Totok juga mengatakan bahwa motif tersangka menganiaya tiga korban itu karena korban menghilangkan pasak atau peralatan perkemahan Kamis-Jumat. 

"Motif masih didalami, tapi keterangan awal, korban ini telah menghilangkan barang dalam acara perkemahan, kemudian dilakukan pemukulan oleh dua tersangka itu," terangnya.

Polisi, kata dia, masih akan menjalankan proses penyidikan untuk membuktikan peran tersangka yang mengakibatkan tiga santri menjadi korban.

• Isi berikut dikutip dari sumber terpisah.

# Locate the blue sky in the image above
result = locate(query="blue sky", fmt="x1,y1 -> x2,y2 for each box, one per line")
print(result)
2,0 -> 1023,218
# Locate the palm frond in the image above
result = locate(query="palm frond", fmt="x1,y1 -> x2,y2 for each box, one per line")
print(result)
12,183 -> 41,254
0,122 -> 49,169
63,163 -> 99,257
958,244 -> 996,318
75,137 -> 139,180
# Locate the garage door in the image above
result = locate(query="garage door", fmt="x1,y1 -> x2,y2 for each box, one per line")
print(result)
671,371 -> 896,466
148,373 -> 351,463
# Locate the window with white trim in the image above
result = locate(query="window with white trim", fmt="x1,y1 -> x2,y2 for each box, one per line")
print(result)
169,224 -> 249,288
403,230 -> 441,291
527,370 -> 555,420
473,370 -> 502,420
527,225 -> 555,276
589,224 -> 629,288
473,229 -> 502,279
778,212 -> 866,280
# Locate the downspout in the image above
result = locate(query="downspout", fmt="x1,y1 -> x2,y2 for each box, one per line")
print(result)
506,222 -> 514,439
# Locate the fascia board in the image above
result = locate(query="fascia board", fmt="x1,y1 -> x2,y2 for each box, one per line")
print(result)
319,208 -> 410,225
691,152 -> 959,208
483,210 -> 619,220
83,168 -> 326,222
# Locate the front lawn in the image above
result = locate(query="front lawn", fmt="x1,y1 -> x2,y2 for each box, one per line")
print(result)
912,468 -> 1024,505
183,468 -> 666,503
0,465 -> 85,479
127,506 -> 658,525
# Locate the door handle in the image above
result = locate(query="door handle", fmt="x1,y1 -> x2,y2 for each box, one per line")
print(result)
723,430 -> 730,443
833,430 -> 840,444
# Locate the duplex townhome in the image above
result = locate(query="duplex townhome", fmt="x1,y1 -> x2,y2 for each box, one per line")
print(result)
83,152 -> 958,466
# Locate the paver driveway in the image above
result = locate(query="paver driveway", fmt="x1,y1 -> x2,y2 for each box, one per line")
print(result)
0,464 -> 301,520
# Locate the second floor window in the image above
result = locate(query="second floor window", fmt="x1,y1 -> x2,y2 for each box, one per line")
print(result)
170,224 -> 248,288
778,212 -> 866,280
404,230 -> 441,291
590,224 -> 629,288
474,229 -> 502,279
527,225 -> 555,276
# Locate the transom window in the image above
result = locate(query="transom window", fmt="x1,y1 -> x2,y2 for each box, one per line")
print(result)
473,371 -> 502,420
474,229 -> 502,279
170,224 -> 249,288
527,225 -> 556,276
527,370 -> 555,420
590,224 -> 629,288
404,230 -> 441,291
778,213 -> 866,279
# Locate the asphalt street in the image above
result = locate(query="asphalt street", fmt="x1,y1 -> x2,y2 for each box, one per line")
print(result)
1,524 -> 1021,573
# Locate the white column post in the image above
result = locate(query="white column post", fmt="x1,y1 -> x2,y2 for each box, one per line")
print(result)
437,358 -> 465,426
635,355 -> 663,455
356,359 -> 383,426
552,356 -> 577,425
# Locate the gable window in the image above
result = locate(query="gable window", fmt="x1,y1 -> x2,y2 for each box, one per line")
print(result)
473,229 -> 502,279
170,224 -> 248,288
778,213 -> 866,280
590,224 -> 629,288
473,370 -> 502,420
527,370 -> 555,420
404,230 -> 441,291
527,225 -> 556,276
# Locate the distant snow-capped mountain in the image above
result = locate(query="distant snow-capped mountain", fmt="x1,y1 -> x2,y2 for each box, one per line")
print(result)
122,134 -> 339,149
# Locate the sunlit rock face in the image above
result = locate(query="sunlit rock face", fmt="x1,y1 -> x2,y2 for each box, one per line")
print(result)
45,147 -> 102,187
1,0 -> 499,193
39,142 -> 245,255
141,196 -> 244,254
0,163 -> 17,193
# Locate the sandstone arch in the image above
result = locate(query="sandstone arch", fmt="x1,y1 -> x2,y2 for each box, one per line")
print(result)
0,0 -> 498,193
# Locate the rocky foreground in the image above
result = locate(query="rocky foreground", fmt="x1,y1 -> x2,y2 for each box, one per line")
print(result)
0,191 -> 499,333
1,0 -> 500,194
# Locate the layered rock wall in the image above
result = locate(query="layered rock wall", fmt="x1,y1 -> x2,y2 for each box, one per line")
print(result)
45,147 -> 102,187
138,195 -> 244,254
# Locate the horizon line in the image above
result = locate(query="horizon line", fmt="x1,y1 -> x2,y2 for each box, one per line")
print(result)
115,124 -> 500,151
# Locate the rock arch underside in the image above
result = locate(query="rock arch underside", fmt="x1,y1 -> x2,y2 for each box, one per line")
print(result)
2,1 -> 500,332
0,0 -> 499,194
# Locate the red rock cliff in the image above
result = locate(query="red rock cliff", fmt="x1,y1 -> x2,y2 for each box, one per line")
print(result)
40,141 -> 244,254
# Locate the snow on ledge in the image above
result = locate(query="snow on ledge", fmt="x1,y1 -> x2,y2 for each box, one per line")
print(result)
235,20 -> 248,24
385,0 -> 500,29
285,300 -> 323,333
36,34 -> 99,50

Baca Juga: Santri Gontor yang Meninggal Sering Curhat ke Ibunya: Ingin Perbaiki Sistem di Ponpes

"Untuk pengembangan kasus tentu sifatnya dinamis, akan kami kembangkan terus sejauh mana nanti akan kami sampaikan berikutnya," ujar Totok.

Polisi masih melakukan penyidikan lebih lanjut, termasuk keterlibatan pihak rumah sakit dan pihak Pondok Pesantren Gontor dalam upaya menghalangi atau menutupi kasus penganiayaan oleh santri senior terhadap juniornya itu.

Sebelumnya diberitakan KOMPAS TV, seorang santri Pondok Modern Gontor, Ponorogo, Jawa Timur, bernama Albar Mahdi atau AM (17), meninggal dunia diduga karena dianiaya seniornya. AM meninggal dunia pada 22 Agustus 2022.